Infine, il suo magmatico universo s’incrocia a Latina con uno gnommero locale di cui tutti conoscono il groviglio. Dopo anni di omertà, arrivano le denunce del sindacato Uiltucs e un’ispezione parlamentare del 2019 riemersa dagli archivi, e viene al pettine la storia della cooperativa Karibu e del consorzio Aid: di fatto in mano a mamma Maria Terese Mukamitsindo, profuga ruandese arrivata trent’anni fa, e alla figlia Liliane Murekatete, che segue la madre coi fratelli poco dopo. In piena emergenza migratoria, a metà degli anni Dieci, la Karibu si allarga fino a una trentina di centri d’accoglienza nel basso Lazio, tra Sezze e l’Agro Pontino. Non si sta a guardar tanto per il sottile. «A quei tempi la Prefettura ci diceva: qualunque posto troviate, infilateci i migranti», racconta Carlo Miccio, che ha lavorato nel centro sull’Appia e ne ha tratto persino un romanzo (Copula Mundi): «Ho retto quattro mesi, poi mi hanno allontanato, ma ho visto di tutto: la pioggia nelle camerate affollatissime, i rifiuti non rimossi, il caos. Sono entrato con 48 migranti, erano arrivati a 100, ragazze della tratta e ragazzi dei barconi mischiati. Mesi di stipendio arretrati». I migranti rendono, come si diceva ai tempi del Mondo di Mezzo. «Se vuoi mettere su un impero, continui a prendere ragazzi, anche se la struttura non li regge».
Uno di quei ragazzi ha animato nel 2017 la protesta di Borgo Sabotino. È un trentenne grande e grosso, venuto dal Mali, si chiama Mahmadou Ba: «Faceva un freddo bestia, il cibo era da buttare, tanti di noi uscivano per lavorare in nero». Mahmadou sostiene di essere stato molto legato a Liliane e di avere provato grande ammirazione per Soumahoro, conosciuto in piazza a Latina l’estate del 2018: «Condividevamo gli ideali». Poi qualcosa si rompe, si finisce a diffide dai carabinieri. In questa storia è difficile scindere il pubblico dal privato: e l’incrocio privato tra le vite di Liliane e Aboubakar Soumahoro è proprio di quell’estate. Miccio ammette: «È vero, lui arriva dopo. Ma madre e figlia gli hanno nascosto tutto? Poteva non sapere?
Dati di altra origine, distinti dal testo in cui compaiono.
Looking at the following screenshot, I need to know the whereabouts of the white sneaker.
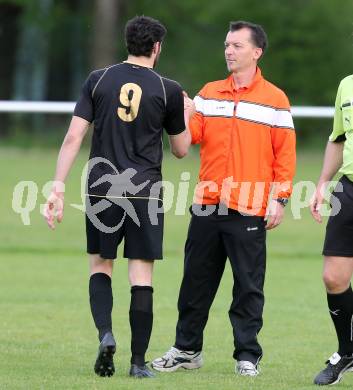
[151,347,203,372]
[235,360,259,376]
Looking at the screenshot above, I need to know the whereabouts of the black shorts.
[86,196,164,260]
[322,176,353,257]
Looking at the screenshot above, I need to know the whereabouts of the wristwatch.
[275,198,288,207]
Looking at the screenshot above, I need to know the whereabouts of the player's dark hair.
[125,16,167,57]
[229,20,268,55]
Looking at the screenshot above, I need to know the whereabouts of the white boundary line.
[0,100,335,118]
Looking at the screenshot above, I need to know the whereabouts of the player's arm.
[310,84,346,223]
[310,141,344,223]
[169,92,195,158]
[266,94,296,230]
[44,116,90,229]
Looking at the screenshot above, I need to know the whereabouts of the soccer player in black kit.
[44,16,190,378]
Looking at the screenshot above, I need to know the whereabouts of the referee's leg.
[175,209,226,351]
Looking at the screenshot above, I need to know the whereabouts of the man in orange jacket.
[152,21,295,376]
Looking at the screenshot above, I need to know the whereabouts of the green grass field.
[0,148,353,390]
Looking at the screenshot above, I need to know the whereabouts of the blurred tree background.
[0,0,353,145]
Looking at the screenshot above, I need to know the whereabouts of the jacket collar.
[217,66,263,93]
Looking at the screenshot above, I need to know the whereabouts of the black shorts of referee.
[322,176,353,257]
[86,196,164,260]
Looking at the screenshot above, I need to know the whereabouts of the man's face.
[224,28,262,73]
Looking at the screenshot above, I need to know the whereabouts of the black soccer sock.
[89,273,113,341]
[327,286,353,356]
[129,286,153,366]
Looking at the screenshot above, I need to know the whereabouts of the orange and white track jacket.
[189,68,296,216]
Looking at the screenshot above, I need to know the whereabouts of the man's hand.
[44,191,64,230]
[310,185,325,223]
[183,91,196,118]
[265,199,284,230]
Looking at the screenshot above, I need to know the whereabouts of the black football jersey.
[74,62,185,197]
E, se sai ‘sta cosa, poi ti metti gli stivaloni in Parlamento?». La lista di guai può essere lunga. Gianfranco Cartisano della Uiltucs parla di «arretrati coi lavoratori per 400 mila euro e fino a 22 mensilità non pagate». Possibile che in casa l’argomento fosse tabù?
Soumahoro è prudente: «Non voglio eludere le domande, ma non avendo vissuto nulla di questa vicenda finirei per fare un’informazione approssimativa con un’indagine della Procura in corso». È protettivo verso il suo amore: «Mia moglie è attualmente disoccupata. Non ha nessuna cooperativa. E quando l’ho conosciuta già lavorava nel mondo dell’accoglienza. Quando vorranno sentirla, fornirà tutti i chiarimenti».
Il rappresentante
Sono la voce di 600 mila italiani che non riescono a curarsi. Non tentate di zittirmi!
Ma la questione più grave non è penale. I referenti della memorabile ascesa sono sconcertati. Uno di loro, un parlamentare che chiede anonimato, sbotta: «Cado dalle nuvole e sono incavolato come una bestia!». Non poteva non sapere è un teorema giudiziario controverso. «E infatti non piace neanche a me», dice il sociologo Marco Omizzolo, animatore di mille battaglie per i diritti dei braccianti nel Pontino: «Però la faccenda è politica. Non si può credere a uno stato diffuso di ingenuità. E a Latina tutti sapevano».